К счастью дерзновенного, отец Серапион его уже не слышал. Богомольцы, тесня друг перед другом, ловили на ходу благословляющую руку отца-настоятеля, целовали край его одежды. Направляясь к выходным дверям, он звучным басом затянул канон. Примкнувшие к нему монахи разом подхватили торжественную песнь и вереницей попарно потянулись за своим главою на церковную паперть, а оттуда, с тем же пением, мостками, переложенными через весь двор, к обительской трапезе.
Курбский, сторонясь толкотни, несколько поотстал. Тут около него очутился молоденький белец и попросил его от имени отца-настоятеля следовать за ним.
— И ты, добродию, пожалуй тоже, — проронил белец кому-то позади Курбского.
Оказалось, что слова эти относились к Гришуку Кошке, который, точно боясь уже потерять своего покровителя-попутчика, увязался за ним, как дитя за нянькой.
Боковой дверкой они следом за бельцом прошли в красный угол келарни. Около незанятого еще сидения настоятеля стояла кандия (медная чаша, заменяющая колокол в келарне) и возвышался аналой с Евангелием, а на стене над аналоем ярко горела золотыми окладами икон освещенная божница.
Вошедший тут главным входом с остальной братией отец Серапион, увидев своих двух молодых гостей, пригласил их молчаливым жестом занять почетные места по правую и по левую руку от себя и вполголоса ласково промолвил:
— Ознакомились?
После чего, оборотясь к инокам и сложив персты, погрузился в мысленную молитву. Примеру его последовали и старцы-монахи, и юнцы-послушники, и пришлые миряне, занявшие кругом места за расставленными вдоль келарни тремя рядами деревянных столов с переметными скамьями. Минуты две протекли так, среди общего богомыслия, среди мертвой тишины.

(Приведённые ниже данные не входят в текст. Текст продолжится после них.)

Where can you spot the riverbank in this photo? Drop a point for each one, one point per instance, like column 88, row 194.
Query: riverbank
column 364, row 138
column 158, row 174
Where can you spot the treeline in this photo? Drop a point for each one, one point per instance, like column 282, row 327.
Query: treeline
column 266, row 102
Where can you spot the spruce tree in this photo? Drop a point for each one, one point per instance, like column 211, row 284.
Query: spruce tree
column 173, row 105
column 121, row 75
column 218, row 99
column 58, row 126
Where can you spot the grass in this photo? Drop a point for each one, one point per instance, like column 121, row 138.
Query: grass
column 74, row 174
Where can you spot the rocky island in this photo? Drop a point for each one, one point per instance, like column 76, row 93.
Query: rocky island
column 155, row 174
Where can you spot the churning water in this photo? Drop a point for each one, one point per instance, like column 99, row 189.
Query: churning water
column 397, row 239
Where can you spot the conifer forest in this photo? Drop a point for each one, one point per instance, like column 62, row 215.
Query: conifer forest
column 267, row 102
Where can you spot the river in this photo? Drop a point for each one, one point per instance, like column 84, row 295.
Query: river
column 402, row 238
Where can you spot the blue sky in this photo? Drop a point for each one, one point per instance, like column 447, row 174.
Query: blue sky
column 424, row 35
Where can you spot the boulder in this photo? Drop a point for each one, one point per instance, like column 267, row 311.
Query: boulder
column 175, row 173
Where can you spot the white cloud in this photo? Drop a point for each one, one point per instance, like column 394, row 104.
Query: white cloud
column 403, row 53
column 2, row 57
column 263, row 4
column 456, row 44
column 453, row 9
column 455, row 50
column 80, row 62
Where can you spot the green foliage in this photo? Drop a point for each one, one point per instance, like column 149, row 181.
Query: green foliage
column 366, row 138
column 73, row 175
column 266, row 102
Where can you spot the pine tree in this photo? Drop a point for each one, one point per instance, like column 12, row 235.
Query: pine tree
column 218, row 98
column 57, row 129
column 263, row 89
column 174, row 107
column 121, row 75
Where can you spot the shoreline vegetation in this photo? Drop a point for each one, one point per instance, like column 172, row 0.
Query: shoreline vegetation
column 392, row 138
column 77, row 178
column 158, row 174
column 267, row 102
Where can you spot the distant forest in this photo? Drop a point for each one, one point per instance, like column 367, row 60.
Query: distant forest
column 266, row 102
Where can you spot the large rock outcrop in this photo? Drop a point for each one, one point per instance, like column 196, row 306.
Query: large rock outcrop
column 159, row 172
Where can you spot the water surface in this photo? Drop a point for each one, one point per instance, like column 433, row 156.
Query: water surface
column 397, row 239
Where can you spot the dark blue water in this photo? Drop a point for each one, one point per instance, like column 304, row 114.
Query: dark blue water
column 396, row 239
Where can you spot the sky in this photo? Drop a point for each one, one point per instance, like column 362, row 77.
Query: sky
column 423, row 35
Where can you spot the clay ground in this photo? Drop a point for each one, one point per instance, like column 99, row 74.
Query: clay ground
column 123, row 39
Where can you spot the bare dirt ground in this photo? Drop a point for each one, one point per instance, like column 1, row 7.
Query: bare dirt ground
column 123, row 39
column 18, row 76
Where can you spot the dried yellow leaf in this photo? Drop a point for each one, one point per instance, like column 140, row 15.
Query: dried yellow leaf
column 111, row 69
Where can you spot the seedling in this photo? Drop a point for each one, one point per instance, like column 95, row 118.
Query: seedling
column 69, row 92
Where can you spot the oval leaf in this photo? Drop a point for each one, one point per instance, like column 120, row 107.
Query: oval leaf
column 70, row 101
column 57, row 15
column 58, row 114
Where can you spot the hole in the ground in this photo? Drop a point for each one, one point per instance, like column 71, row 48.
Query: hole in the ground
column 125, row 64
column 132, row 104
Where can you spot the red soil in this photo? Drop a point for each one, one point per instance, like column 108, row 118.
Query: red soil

Но вот отец игумен осенился крестом и ударил в кандию. Как по мановению волшебного жезла, трапеза мгновенно ожила: все разместились по своим местам, служки бросились со всех ног в «стряпущую» за «яствой», а с аналоя зазвучал нараспев протяжно-дробно и бесстрастно тенор очередного начетчика, читавшего из Четьи-Миней в назидание трапезующих житие Алексея, Человека Божия.
Никогда еще не случалось Курбскому столовать среди монастырской братии, и потому глаза его невольно разбегались по сторонам. Перед каждым столующим заранее было положено по здоровому ломтю хлеба и по деревянной ложке; через несколько человек были расставлены большие ендовы-купели с квасом и плавающим на поверхности ковшом, которым каждый желающий мог черпать себе прохладительный напиток.